A gauge of global stocks retreated yesterday after six sessions of gains while US Treasury yields rose ahead of central bank policy announcements and data that may shed light on whether progress has been made in bringing down inflation.

Investors widely expect the Federal Reserve will raise rates by 25 basis points (bps) tomorrow, with announcements on Thursday from the Bank of England and European Central Bank (ECB), both of which are largely expected to hike by 50 bps.

“The market has had a big run and the trading is a bit more cautious heading into a week which likely will be an inflection point for the overall market,” said Keith Lerner, co-chief investment officer at Truist Advisory Services in Atlanta, Georgia.

On Wall Street, US stocks slumped, with 10 of the 11 S&P sectors closing lower, while Johnson & Johnson lost 3.70 per cent after a US court rejected the company’s plan to offload into bankruptcy tens of thousands of lawsuits over its talc products, Reuters cited.

The Dow Jones Industrial Average fell 260.99 points, or 0.77 per cent, to 33,717.09, the S&P 500 lost 52.79 points, or 1.30 per cent, to 4,017.77 and the Nasdaq Composite dropped 227.90 points, or 1.96 per cent, to 11,393.81.

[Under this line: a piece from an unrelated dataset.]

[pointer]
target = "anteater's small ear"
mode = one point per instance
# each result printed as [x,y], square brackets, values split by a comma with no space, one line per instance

The rate increase expected at the Federal Open Market Committee’s January 31-February 1 meeting would bring the policy rate to the 4.5 per cent-4.75 per cent range. That’s two quarter-point rate hikes short of the level most Fed policymakers in December thought would be “sufficiently restrictive” to bring inflation under control. But futures 0#FF: currently expect rates to peak at about 4.9 per cent in June before retreating to 4.5 per cent by year-end.

Markets will also grapple with a host of US economic data, culminating in Friday’s payrolls report for January. Investors see signs of weakening in the labour market as a key factor in bringing down high inflation. Other data included gauges of the manufacturing and services sectors.

The US corporate earnings season also rolls on, with earnings this week expected from Apple, Alphabet and Amazon. Earnings for S&P 500 companies are expected to show a decline of 3 per cent for the quarter, according to Refinitiv data, weaker than the 1.6 per cent fall seen at the start of the year.

Stocks in Europe closed lower, with rate-sensitive names such as technology shares among the primary decliners after inflation data from Spain came in above expectations while other data showed the German economy unexpectedly contracted in the fourth quarter.

The pan-European STOXX 600 index lost 0.17 per cent and MSCI’s gauge of stocks across the globe shed 0.99 per cent. MSCI’s index was on track for its biggest January percentage gain since 2019 while the STOXX 600 was poised for its largest January percentage gain since 2015.

US Treasury yields rose ahead of the central bank meetings and economic data, with the 10-year yield up for a third consecutive session. Benchmark 10-year notes were up 2.6 basis points to 3.544 per cent, from 3.518 per cent late on Friday.

The greenback, which was poised for its fourth month of declines as expectation have increased the Fed was nearing the end of its rate-hiking cycle, was up for a third straight session against a basket of major currencies.

The dollar index rose 0.334 per cent, with the euro down 0.17 per cent to US$1.0848.

The Japanese yen weakened 0.42 per cent versus the greenback to 130.40 per dollar, while Sterling was last trading at US$1.2345, down 0.42 per cent on the day.

Crude prices fell ahead of the expected hikes by central banks and signals of strong Russian exports.

US crude settled down 2.23 per cent at US$77.90 per barrel and Brent settled at US$84.90, down 2.03 per cent on the day.